Brigid Cherry for Dreamwatch positively received the episode, giving it 8 out of 10 believing that the "drama more than makes up for any lack of action". Cherry wrote "while this could have easily descended into sexist humour, it is saved by the taught and emotional scripting", praising writer Christopher Judge for giving his character of Teal'c a major role, without it feeling like an "ego job". Darren Rea for Sci-fi Online praised Blalock's performance, going on to write "this could have fallen flat on its face, but Blalock and Judge manage to turn this into an above average episode". Den of Geek's Juliette Harrisson gave a mixed response to the episode, believing it was "clearly motivated partly by giving him an opportunity for a love story with a gorgeous co-star", criticising the use of the Amazonian mythology as being the "hokiest of concepts". The writer did however praise Blalock's character of Ishta for "embodying a male fantasy of a woman who combines a maternal gentleness with formidable fighting skills is not easy, and Blalock does it well".

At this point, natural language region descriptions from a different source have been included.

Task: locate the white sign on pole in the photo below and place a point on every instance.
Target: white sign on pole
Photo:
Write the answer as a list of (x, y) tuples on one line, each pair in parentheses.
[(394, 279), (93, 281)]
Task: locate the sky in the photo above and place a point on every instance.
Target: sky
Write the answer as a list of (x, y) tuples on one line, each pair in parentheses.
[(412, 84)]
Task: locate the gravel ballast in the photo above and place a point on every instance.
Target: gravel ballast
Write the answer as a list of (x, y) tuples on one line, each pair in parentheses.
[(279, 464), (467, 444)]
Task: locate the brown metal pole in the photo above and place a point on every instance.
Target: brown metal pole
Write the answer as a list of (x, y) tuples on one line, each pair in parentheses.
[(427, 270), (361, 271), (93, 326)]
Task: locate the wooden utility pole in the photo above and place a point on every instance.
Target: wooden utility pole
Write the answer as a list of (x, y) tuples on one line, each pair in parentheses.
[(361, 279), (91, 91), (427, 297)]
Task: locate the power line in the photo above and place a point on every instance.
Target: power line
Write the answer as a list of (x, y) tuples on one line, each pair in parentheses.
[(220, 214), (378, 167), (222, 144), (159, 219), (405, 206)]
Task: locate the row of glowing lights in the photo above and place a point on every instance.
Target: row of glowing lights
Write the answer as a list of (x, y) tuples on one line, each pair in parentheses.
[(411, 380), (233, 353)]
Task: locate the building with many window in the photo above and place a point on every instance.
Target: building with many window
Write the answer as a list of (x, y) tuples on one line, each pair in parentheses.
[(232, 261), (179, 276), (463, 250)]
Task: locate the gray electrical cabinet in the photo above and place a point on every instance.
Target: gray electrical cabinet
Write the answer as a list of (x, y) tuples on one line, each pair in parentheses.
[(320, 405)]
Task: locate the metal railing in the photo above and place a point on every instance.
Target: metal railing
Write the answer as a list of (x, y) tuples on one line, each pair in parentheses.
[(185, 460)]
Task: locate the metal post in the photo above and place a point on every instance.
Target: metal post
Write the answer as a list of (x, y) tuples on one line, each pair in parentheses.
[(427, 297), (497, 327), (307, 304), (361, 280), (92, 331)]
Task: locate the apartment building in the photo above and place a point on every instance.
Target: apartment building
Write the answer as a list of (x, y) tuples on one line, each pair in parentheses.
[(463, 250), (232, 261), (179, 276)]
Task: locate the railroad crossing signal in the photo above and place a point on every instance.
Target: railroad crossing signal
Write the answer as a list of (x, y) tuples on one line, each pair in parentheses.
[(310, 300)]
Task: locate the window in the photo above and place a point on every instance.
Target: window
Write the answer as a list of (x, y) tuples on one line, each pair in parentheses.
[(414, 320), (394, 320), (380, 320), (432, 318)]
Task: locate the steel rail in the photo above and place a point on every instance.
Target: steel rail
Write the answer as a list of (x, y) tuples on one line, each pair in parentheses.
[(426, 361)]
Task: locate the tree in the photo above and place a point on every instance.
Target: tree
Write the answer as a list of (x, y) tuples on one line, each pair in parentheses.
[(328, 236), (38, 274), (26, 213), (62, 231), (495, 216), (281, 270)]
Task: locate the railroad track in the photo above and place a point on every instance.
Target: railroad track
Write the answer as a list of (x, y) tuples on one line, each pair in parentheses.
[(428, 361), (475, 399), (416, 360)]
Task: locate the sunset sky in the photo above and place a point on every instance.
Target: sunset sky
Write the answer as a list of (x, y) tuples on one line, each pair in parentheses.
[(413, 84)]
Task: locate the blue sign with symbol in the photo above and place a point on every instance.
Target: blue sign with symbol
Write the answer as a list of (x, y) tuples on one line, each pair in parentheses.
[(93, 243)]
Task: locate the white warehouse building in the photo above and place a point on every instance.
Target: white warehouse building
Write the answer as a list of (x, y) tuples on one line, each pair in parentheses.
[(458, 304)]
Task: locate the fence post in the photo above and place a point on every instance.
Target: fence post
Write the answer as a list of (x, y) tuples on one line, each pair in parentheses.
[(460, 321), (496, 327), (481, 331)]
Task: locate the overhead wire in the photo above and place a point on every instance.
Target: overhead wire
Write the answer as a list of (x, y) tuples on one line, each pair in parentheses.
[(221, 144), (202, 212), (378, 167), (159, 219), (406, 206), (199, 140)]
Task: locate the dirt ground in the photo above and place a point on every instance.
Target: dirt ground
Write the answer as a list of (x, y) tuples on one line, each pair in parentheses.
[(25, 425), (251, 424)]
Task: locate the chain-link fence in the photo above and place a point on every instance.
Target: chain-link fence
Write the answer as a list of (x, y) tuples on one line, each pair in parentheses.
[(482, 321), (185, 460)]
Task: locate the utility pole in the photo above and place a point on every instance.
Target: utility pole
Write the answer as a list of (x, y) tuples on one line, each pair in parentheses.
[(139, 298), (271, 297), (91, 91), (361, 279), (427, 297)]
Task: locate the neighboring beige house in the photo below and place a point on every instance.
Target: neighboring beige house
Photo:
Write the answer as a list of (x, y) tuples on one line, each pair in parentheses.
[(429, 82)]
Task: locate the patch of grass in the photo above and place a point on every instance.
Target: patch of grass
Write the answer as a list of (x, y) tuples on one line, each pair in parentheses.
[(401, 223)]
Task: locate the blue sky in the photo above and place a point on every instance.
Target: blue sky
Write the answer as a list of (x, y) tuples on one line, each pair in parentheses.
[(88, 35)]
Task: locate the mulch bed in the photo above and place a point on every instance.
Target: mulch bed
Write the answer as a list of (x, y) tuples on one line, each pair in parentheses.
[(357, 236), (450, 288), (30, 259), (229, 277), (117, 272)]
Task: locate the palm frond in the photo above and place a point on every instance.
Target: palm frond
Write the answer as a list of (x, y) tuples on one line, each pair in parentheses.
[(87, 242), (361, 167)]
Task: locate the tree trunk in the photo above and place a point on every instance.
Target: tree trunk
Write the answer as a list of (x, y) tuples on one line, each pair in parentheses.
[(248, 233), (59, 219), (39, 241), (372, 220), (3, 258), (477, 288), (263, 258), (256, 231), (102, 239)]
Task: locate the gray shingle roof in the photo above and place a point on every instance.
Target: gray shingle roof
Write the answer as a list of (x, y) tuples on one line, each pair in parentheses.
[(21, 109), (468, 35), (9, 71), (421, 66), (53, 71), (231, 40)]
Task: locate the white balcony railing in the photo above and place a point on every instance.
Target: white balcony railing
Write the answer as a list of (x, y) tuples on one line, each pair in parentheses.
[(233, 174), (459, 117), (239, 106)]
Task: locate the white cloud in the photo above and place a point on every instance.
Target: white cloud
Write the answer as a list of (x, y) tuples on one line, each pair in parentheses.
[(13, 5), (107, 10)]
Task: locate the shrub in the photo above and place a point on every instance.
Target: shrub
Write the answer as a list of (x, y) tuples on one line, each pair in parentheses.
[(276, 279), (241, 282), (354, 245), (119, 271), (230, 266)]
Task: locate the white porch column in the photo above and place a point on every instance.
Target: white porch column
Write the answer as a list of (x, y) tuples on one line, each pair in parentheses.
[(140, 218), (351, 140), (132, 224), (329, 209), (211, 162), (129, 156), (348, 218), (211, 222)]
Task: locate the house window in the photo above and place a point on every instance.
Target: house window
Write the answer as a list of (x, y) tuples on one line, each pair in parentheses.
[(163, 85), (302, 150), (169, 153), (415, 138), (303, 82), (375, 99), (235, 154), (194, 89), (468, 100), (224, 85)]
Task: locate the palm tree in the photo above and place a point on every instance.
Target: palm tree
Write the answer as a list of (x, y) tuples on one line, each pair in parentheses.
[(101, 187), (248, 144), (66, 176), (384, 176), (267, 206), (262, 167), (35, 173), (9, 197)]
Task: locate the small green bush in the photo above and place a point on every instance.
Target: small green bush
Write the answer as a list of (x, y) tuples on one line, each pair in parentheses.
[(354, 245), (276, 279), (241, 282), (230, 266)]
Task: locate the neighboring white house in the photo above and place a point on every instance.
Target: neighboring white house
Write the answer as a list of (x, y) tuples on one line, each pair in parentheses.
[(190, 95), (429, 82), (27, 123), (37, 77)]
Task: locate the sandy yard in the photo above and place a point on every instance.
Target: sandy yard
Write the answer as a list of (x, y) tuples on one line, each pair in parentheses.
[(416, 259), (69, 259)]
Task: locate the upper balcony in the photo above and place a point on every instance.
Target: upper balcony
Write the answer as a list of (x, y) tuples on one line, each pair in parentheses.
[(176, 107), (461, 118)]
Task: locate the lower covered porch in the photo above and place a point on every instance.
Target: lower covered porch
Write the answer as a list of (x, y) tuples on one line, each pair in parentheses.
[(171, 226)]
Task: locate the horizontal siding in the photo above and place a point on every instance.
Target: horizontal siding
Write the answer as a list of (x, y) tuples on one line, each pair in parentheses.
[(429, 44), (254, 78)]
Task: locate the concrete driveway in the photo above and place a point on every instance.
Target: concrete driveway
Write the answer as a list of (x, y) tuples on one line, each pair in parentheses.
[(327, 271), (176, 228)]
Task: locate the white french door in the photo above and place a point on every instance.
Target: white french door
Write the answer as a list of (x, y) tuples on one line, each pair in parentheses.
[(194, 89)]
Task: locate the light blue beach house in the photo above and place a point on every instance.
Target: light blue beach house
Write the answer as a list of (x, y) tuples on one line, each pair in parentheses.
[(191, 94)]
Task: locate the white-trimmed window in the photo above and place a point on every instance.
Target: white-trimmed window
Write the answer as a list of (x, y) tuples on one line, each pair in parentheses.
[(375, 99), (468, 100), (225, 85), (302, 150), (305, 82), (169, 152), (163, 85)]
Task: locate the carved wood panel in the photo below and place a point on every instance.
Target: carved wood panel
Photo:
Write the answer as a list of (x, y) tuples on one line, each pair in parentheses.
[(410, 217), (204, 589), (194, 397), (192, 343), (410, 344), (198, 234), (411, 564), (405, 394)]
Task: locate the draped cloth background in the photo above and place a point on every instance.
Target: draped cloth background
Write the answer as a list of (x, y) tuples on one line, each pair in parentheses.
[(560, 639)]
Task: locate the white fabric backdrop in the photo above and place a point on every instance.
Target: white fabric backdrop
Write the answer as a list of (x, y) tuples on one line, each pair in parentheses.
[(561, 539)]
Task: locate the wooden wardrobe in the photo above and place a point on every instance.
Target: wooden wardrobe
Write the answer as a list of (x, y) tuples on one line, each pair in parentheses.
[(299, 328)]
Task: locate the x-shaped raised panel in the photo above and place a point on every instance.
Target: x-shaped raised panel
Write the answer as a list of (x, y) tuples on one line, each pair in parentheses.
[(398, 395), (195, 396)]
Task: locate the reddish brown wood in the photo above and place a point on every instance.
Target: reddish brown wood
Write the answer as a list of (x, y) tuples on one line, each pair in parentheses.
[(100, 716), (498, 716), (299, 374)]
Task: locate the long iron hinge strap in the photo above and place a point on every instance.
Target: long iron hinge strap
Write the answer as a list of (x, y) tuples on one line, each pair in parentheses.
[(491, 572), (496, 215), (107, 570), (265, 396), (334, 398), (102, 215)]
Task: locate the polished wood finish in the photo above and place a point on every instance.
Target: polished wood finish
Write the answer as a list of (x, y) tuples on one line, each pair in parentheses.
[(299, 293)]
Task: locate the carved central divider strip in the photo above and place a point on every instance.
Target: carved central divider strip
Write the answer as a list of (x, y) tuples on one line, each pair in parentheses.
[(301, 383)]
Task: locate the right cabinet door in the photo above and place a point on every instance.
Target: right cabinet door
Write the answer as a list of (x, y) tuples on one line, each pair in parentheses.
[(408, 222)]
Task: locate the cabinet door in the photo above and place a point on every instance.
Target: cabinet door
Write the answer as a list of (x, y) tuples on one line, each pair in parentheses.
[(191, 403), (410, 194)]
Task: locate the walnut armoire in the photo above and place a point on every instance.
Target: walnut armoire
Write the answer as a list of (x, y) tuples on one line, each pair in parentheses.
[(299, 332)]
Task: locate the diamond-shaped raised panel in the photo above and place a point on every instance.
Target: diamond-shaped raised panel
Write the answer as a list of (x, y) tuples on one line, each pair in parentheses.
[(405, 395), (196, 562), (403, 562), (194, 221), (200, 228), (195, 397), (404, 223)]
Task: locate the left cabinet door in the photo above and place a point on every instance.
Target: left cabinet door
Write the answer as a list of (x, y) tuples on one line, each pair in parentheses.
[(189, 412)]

Analysing for PopMatters, Marco Lanzagorta considered SG-1 convincing the Hak'tyl to give up their dependence on the Goa'uld, and instead rely on a drug developed on Earth as an example of "intergalactic imperialism" "to impose contemporary U.S. ideologies on other cultures". The writer went on to argue "the series seems aware that such an attitude is troubling". Reviewing for Fansite Gateworld Alli Snow expressed that so far in season 7, "Birthright" was the episode he had "enjoyed" the most. Snow praised the writing, specifically the depth given to the characters of Ishta, Neith, and Mala, all of whom he quickly became invested in. The reviewer also appreciated Judge's performance as Teal'c, commenting that the episode "provided ample opportunity for Judge to sample a wide palate of emotions" arguing that "Perhaps not since "The Warrior" have we seen him so relaxed, or so verbose." Syfy Wire writer Lisa Granshaw called the episode "a bit cliche", however the author included Ishta in a list of characters they would most like to be explored in a spin-off series.

===Home media===

The episode was first released as part of the "Volume 34" region 2 DVD on March 29, 2004, along with episodes "Avenger 2.0" and both parts of "Evolution" and was the 2nd most popular DVD release that week in the United Kingdom. It was then released as part of the complete Season 7 boxsets on October 19, 2004 in region 1 and February 28, 2005 in region 2. The episode, along with the rest of season 7 were first made available digitally in January 2008 through iTunes and Amazon Unbox. The episode, along with every other episode of the series, was made available to stream for the first time through Netflix in the USA on August 15, 2010. Director Peter Woeste is joined by director of photography Jim Menard and set decorators Mark Davidson and Robert Davidson for the audio commentary of the episode. A deleted scene was posted on the Sci-Fi Channel's website after the episode aired, where Sam comforts Janet following the loss of Mala.